Response Evaluation: An LLM is used as a judge, which evaluates the response and attaches feedback if the response quality is low and can trigger response regeneration. One can fix the maximum number of retries (for instance, 3). Evaluation is not done for live requests to ensure lower latency. This quality control step helps maintain consistent communication standards. Because we don't use evaluation during live requests, it is important that we do complexity-based prioritization during asynchronous requests.
Notification: Notification service that notifies the other architectural components with the final response. The notification ensures that the generated response is properly delivered back through the system to the waiting client application, completing the request-response cycle.

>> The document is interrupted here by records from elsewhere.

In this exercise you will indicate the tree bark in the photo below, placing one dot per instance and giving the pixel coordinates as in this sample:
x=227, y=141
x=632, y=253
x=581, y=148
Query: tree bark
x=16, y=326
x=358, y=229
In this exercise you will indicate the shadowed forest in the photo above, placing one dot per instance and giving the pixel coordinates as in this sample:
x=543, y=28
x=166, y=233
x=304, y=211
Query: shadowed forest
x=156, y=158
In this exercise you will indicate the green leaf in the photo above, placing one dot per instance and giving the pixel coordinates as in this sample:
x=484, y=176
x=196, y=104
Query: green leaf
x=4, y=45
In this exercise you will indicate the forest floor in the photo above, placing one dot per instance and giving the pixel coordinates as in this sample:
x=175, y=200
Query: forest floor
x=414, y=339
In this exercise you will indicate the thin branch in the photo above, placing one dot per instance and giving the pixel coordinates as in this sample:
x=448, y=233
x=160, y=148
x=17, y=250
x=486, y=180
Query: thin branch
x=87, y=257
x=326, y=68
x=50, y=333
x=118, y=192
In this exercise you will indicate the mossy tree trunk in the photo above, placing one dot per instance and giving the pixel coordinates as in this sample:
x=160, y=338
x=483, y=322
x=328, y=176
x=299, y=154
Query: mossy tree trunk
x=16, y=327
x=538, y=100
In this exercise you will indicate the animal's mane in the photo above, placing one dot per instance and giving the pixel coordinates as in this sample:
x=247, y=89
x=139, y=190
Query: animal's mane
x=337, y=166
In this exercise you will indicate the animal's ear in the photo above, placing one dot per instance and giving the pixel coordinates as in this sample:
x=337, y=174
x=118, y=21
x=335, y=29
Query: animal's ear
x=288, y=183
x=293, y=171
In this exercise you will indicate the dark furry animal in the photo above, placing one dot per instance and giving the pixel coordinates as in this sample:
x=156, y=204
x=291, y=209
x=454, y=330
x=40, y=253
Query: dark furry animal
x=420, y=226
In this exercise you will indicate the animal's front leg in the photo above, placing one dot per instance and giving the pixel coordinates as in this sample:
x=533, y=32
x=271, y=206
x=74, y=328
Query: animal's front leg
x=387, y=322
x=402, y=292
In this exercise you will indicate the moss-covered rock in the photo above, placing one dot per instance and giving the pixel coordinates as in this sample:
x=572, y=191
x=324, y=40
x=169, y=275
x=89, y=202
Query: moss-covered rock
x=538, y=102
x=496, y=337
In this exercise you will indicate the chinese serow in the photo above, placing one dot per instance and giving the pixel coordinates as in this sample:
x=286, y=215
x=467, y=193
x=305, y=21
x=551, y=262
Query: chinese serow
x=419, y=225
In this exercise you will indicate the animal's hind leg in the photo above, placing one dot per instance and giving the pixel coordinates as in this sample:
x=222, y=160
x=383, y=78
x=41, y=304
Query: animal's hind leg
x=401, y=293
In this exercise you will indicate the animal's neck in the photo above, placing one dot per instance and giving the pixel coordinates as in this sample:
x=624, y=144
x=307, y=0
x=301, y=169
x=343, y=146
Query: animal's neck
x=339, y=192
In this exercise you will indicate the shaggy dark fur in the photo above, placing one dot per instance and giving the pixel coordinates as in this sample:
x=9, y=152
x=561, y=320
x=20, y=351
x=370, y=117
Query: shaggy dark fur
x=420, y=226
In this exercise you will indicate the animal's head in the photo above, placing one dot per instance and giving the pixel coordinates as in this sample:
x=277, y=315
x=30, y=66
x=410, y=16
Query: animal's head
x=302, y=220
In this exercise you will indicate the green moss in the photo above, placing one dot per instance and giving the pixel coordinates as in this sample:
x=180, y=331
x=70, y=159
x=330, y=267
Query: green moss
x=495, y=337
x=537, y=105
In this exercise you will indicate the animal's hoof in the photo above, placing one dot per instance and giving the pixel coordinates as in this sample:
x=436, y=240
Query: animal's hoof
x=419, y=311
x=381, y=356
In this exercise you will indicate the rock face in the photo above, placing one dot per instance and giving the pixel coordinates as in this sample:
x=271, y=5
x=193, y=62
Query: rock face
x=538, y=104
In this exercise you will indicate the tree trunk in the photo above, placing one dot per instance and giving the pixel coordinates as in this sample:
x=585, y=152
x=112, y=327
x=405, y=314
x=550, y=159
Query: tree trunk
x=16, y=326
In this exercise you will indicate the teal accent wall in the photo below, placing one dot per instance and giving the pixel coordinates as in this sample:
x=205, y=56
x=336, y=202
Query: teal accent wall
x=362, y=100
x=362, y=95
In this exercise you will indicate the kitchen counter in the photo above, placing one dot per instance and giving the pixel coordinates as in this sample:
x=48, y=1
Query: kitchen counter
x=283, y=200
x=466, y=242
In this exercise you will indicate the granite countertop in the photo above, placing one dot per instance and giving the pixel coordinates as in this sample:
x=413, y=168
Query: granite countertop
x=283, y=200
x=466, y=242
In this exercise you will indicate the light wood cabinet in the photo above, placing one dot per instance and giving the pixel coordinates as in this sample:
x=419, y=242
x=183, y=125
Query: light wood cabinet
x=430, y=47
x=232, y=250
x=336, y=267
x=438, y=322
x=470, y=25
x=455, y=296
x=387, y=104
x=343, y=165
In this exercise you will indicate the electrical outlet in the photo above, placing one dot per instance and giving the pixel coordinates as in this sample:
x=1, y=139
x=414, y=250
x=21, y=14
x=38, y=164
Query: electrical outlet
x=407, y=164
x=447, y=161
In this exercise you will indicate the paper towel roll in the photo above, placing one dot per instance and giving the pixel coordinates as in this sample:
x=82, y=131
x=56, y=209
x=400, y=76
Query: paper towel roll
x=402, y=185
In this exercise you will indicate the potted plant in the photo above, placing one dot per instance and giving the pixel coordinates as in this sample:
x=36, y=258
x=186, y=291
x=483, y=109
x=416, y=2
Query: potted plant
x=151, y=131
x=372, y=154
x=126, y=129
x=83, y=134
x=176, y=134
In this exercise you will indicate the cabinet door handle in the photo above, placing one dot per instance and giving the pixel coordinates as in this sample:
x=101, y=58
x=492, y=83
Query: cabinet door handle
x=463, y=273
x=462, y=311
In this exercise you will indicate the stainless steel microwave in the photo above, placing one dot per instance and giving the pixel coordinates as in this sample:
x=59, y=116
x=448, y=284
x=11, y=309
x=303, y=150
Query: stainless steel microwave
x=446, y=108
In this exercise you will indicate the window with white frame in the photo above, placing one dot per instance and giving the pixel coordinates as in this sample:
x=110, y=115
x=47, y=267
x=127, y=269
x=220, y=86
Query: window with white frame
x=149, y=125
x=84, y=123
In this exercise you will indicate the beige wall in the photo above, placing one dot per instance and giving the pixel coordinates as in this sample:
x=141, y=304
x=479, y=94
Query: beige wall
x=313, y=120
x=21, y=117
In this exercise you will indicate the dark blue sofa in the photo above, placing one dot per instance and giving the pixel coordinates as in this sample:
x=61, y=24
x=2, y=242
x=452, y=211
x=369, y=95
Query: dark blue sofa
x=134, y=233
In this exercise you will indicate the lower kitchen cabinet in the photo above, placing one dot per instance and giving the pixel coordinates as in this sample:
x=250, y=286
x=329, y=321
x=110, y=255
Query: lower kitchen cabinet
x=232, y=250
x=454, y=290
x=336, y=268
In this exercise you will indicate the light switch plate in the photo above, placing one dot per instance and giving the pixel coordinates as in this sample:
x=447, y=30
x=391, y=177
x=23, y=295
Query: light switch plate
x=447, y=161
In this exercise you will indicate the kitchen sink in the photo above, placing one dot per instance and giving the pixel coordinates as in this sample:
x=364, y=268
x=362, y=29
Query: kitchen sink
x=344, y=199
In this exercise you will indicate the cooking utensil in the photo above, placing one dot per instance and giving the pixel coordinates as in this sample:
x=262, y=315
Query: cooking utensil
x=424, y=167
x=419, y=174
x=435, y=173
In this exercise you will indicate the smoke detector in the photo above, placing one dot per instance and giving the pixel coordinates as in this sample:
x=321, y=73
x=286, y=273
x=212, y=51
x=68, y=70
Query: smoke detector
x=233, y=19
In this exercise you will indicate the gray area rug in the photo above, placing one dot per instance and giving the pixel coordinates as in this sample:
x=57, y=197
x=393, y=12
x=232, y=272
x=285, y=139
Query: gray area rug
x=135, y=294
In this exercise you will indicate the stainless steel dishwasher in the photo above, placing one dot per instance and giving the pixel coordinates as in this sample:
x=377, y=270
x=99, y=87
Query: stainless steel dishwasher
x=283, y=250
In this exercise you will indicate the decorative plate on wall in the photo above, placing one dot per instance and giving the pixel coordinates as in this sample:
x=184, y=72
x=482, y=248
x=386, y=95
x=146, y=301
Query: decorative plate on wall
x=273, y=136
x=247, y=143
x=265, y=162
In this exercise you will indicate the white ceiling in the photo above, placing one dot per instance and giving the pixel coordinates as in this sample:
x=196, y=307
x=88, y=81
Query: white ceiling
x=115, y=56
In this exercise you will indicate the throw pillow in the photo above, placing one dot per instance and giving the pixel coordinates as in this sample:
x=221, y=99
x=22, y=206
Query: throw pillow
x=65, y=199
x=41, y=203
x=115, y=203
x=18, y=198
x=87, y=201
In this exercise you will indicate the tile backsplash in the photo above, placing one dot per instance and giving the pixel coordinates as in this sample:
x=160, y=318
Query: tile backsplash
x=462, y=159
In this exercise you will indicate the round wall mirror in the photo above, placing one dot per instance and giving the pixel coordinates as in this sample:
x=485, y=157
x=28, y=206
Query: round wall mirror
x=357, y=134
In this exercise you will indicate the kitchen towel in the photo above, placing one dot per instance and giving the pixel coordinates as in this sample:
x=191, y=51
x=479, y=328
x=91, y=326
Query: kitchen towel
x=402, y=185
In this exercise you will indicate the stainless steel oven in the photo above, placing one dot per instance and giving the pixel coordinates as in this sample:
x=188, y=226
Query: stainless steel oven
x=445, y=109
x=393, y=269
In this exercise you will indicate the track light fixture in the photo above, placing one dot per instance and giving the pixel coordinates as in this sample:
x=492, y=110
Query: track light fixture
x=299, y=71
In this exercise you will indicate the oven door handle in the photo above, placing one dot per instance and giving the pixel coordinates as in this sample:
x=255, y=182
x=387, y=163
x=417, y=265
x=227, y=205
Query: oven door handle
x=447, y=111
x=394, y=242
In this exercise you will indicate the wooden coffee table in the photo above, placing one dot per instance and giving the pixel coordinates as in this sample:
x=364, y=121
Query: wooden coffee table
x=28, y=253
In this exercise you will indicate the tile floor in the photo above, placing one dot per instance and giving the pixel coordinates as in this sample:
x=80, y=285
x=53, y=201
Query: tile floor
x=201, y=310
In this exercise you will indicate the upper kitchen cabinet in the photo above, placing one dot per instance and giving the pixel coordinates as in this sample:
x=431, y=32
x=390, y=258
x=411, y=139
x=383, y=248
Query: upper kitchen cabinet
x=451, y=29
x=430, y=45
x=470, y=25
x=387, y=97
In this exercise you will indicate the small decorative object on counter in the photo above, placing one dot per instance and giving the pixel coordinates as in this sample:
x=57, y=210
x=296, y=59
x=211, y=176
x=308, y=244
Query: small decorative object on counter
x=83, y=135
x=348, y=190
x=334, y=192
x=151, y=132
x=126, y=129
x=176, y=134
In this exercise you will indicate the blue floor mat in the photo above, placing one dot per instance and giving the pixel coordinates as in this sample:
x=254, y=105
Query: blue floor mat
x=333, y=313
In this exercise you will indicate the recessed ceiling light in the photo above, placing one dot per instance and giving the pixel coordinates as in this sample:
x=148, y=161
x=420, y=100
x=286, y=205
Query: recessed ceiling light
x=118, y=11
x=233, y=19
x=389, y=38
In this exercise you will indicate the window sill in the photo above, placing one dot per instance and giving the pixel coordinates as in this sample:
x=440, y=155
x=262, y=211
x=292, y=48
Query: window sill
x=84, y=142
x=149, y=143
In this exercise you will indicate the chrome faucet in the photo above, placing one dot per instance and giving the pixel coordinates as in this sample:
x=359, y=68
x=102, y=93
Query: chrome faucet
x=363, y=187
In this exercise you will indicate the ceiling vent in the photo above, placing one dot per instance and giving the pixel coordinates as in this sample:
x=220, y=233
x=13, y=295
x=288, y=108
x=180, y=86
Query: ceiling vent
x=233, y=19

A workflow orchestrator (Temporal/Airflow) manages the entire flow and each service updates Redis to ensure that the state of each correlation ID is tracked in the system. The orchestrator is essential for maintaining reliable email processing by automatically handling service failures, managing retries, and providing end-to-end visibility into each email's journey through our distributed pipeline. Each service in this pipeline is designed to be modular, allowing for independent scaling and updates as requirements change or as LLM technology evolves.
Command Query Responsibility Segregation
For easy tracking, we use CQRS (Command Query Responsibility Segregation) architectural design, where all write operations to Redis happen via the Command Service and all read operations happen via the Query Service. The Command Service also subscribes to Redis Pub/Sub to write responses to a database for long-term storage.
The read/write separation offers several key advantages:
It allows us to optimize read and write operations independently based on their different workload patterns
It reduces system contention by preventing read operations from blocking writes and vice versa
The design simplifies debugging, monitoring, and maintenance as responsibilities are clearly separated
It improves security by allowing more granular access control for different operation types
Conclusion
The Agentic GenAI Email Service architecture provides an efficient solution to process high email volumes by combining asynchronous pre-processing with smart prioritization. The system's distributed nature ensures scalability, while CQRS principles enable independent optimization of read and write operations. As LLM capabilities continue to evolve, this architecture offers a flexible foundation that can adapt to changing requirements while maintaining enterprise-grade performance and reliability.